My run has turf laid over wire to stop things digging in rather than stop the bunnies digging, none of mine are diggers so its never been an issue. As for litter training they do poo all over the grass but the wee's still go in the litter tray, at least I think they do as the grass isn't dying. I've but a few slabs at various places in the run so they have some hard ground to go on as well. The slabs aren't in a group but rather randomly placed with one by the door to the shed. 

Inside the shed they have a dog kennel which they like to sit on top of rather than inside so the felting on top of that helps keep nails down too.


----------



## hazyreality (Jan 11, 2009)

Tink82 said:


> hmmm.. well either way, OH is digging a few feet down and layng chicken wire to stop things entering (very nervous about them going out) I shall tell him about the grass then, I said slabs as it will be easier to keep clean *(chester hates being dirty, can't even eat apple without a clean!!)*


Rascal cant either!
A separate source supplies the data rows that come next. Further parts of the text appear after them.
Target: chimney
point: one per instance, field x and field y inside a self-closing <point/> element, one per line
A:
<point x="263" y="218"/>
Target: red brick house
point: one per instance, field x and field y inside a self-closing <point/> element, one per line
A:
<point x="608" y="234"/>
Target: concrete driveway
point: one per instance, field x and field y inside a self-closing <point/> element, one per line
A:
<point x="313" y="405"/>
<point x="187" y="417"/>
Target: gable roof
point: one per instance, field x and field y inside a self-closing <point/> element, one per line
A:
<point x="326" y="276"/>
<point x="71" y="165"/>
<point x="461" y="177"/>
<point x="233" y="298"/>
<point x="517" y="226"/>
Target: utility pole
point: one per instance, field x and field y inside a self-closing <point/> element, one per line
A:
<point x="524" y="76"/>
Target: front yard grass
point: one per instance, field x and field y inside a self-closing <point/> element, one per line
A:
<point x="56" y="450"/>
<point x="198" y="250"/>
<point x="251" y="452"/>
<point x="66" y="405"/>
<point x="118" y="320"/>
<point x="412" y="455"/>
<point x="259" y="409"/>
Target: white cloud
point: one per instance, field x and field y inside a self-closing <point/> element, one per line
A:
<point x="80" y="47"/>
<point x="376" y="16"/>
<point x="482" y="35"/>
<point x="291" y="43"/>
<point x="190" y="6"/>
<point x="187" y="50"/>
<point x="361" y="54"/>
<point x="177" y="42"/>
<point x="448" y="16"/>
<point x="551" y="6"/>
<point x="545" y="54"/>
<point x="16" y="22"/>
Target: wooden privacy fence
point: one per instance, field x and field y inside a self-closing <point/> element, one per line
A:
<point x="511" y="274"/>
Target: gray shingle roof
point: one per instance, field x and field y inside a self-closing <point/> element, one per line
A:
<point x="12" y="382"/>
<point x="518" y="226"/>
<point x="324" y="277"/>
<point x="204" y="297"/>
I put a video up of him yesterday 

Slabs are nice and easy to clean, as I say I tried the grass but it just didnt work with mine  but then it was turf that I layed instead of onto established grass!
You can always have grass plant pots, which is what mine have had, just get some turf, let it root into a big plant pot which they can sit on and pop it in the run 

*Heidi*


----------



## Gertrude (Feb 7, 2010)

Can I just say one thing about the tin shed?

They can be rather noisy when it rains (banging on the roof) and *can* frighten some bunnies xxx


----------



## helebelina (Nov 11, 2009)

Tink82 said:


> Awww  I do worry about Chester as he is very attached to me (even though he doesn't always show it or want fuss!!!) took him for a nail trim at the vets and he was so scared bless him, as soon as she was done, he bolted out her hands and buried his head into me for a cuddle...




Aww, it's so cute when they do that. Mine do the same. It's nice to feel wanted isn't it.


----------



## Tink82 (Mar 22, 2009)

helebelina said:


> Aww, it's so cute when they do that. Mine do the same. It's nice to feel wanted isn't it.


it is, doesn't happen often and it's only Chester that is lik that!! hates me after though


----------